I’m writing to you from post-ultrasound high….so maybe this post will be less whingey and sarcastic than normal. Then again, maybe not.
So we tried another hospital and a new doctor and I am happy to report it was pretty fantastic. We waited less than half an hour, almost unheard of in a Thai hospital. We had a quick chat with young Dr P (part of his name is porn…). He asked no personal/nosy questions which was a refreshing change after the last doctor. At one point he asked if my husband was tall, accepted when I told him I didn’t have one and eyed WW asking if I used donor sperm. This affirmation was accepted without missing a beat. When I commented on how accepting he was to WW later, she replied ‘Well I don’t think he was totally straight.’ Which probably explains it.
I had to do a urine test and had just peed seconds before so I necked a bottle of water. I gave them a rather copious amount of urine and needed to pee again just in time for the ultrasound starting. I tried to tough it out but was send to the bathroom by Dr P as the baby’s head was being squished under my heavy bladder and he couldn’t get his measurements.
The ultrasound was long and super detailed with Dr P making cute jokes and taking time to translate everything into English for me and Thai for WW. The first image confirmed we are having a boy. Dr P drew our attention nicely by framing his little penis with a few arrows. The baby’s penis, that is, not his own.
Our little boy was feeling quite sleepy throughout apparently so we were both subjected to lots of prodding, poking and jiggling trying to get him to wiggle around a bit and show off some other features.
He went from top to tail showing us the joins in the skull, the heart chambers and lungs, the umbilical cord site, the liver, the kidneys, lots of bones and the facial structures and a bunch of other stuff I can’t remember. He told us you can’t see everything yet because some things are still developing but so far everything is looking good. Especially his ‘beautiful legs’ and ‘beautiful butt’, apparently. Phew.
After about 45 mins of this he showed us the scary 4D monster shots where you can almost see the details of the baby’s face…but you pray he’s going to be a little less frightening when he emerges. Pretty cool bit of kit.
Thankfully WW kicked in with questions from time to time as I had reverted to my domestic cow blissed out trance and was mostly accepting everything easily while gazing with sickening adoration at the screen.
The dates the machines were showing were only three days ahead of my actual dates.
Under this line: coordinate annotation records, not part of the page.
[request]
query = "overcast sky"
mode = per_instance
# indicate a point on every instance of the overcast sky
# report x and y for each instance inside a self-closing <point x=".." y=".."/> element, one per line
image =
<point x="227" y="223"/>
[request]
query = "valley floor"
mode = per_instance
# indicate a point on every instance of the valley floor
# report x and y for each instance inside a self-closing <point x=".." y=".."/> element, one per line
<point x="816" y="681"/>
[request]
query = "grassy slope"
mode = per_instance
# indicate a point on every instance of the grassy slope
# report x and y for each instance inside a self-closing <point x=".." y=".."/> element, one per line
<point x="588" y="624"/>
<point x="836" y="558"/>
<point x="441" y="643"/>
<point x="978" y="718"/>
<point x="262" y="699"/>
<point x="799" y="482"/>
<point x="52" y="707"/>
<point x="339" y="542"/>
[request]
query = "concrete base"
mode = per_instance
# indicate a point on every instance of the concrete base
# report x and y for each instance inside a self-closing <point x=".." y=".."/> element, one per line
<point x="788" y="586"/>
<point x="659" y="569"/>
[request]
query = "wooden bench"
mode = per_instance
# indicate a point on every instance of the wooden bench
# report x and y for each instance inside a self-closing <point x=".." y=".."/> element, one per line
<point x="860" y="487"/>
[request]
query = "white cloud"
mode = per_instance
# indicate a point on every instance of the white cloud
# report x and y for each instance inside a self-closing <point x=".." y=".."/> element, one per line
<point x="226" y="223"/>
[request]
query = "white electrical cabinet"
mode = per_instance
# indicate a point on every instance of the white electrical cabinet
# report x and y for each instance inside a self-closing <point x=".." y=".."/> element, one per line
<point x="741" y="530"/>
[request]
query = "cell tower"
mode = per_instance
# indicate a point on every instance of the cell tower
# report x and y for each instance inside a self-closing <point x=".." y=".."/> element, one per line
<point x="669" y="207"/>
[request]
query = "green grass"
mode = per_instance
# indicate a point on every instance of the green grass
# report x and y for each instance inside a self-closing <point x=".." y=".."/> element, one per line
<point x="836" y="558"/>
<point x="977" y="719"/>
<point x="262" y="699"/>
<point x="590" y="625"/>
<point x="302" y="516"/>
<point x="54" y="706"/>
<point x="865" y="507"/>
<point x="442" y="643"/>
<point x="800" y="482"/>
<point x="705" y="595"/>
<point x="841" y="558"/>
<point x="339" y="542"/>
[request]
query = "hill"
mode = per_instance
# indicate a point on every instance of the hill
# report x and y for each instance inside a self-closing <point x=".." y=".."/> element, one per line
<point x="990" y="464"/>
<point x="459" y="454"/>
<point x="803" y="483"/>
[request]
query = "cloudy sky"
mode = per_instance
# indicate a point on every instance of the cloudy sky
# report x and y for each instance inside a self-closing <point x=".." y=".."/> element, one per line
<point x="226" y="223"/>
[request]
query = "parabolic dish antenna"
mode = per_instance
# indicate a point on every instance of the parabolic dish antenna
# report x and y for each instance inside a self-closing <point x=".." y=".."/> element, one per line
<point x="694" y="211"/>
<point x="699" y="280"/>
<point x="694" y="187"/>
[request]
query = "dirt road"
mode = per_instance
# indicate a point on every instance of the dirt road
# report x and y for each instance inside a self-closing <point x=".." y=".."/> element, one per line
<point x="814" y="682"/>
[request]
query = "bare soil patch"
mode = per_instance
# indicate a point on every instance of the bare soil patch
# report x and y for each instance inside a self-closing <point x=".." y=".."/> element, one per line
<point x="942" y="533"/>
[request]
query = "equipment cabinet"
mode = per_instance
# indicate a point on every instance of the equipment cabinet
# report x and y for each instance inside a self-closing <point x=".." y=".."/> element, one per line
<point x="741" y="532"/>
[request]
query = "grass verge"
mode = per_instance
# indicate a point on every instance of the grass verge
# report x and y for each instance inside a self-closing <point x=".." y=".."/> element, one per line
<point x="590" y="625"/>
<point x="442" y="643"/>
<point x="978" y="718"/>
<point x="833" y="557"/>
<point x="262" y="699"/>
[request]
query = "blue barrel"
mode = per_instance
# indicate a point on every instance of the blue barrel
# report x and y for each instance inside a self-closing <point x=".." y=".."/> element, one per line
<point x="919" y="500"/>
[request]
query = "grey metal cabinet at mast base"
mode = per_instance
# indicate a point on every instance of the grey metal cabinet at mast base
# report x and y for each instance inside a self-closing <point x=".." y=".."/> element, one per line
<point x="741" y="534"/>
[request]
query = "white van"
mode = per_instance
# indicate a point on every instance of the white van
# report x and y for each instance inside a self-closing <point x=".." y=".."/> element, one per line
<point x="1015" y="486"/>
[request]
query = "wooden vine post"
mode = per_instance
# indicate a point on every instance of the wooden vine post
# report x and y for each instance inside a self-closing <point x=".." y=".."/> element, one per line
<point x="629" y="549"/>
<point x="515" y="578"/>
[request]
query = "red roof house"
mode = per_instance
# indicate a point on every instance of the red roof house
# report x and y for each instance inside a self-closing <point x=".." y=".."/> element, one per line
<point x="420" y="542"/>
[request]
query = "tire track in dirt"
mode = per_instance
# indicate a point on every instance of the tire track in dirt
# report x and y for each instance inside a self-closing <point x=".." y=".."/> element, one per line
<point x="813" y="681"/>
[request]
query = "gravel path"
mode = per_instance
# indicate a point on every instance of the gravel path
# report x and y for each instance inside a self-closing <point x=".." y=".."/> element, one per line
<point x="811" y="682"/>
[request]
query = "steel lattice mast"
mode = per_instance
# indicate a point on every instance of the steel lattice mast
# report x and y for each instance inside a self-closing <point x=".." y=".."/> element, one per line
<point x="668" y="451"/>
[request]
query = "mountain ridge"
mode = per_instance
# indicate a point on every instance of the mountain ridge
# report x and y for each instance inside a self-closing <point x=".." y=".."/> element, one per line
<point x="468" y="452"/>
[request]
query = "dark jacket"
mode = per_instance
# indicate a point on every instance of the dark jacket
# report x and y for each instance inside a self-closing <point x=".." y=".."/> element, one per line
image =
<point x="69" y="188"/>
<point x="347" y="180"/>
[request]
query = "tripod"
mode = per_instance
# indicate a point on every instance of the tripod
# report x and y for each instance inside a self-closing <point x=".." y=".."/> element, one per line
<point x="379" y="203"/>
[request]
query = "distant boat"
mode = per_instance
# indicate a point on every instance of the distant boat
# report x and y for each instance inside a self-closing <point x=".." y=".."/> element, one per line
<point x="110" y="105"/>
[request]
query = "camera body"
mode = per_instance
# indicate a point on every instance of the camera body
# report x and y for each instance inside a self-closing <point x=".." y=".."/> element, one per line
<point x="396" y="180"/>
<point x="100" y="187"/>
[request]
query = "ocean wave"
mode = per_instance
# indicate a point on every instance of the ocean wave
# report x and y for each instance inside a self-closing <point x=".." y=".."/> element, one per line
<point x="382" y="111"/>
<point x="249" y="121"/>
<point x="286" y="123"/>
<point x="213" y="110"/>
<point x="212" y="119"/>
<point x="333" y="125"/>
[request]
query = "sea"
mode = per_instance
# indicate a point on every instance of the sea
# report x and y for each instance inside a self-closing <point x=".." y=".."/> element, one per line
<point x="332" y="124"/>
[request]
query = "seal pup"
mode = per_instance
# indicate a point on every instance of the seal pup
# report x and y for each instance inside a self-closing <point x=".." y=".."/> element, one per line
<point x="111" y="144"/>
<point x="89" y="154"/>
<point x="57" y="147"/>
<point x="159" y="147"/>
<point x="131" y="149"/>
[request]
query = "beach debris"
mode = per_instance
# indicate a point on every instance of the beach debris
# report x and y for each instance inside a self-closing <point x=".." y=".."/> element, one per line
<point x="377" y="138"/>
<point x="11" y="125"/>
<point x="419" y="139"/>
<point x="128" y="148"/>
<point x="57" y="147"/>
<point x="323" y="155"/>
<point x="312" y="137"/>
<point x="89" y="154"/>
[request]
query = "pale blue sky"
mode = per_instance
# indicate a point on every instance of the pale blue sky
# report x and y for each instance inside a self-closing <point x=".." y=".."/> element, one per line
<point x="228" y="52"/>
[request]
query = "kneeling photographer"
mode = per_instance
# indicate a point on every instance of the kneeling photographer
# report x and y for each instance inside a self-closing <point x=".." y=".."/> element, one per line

WW very supportively asked ‘If the baby is only 360g how come the mother gain so much weight?’ and Dr W’s eyebrows did hit his hairline when I told him I had gained 8 kilos. He said I have to be careful about gestational diabetes, well acutally he said ‘diabetus’ which made me think of rednecks in ‘Murica. He advised that I not lose any weight but control the gain by cutting back on carbs, crap and sugar- including fruit. Not being allowed to eat fruit is an extreme sad face for me, maybe even more so than skipping the cake.
So we’re thrilled to have finally found a hospital and doctor I am happy with, and to be having a baby boy who is developing well. It almost makes me forget the gas that’s been leaking noxiously out of my bottom all day and the fire that has been inching up my esophagus for most of the afternoon. Hooray for happy days!!!
But anyway I must leave you all as I have decided to embrace becoming old and take up knitting. Of course I don’t have the patience, skill or technique for actual knitting so I’m cheating a bit with one of those awesome looms. I’d highly recommend them. Cheap practical and impossible to stab anyone with should you feel a little frustrated. I’m making a blanket for the baby’s room- check me!
Ultrasound pics after the jump.
PS. A second ago WW just felt Squirt kick for the first time 🙂
No crude jokes about having a penis inside me. Yes I’m talking to you Mr S.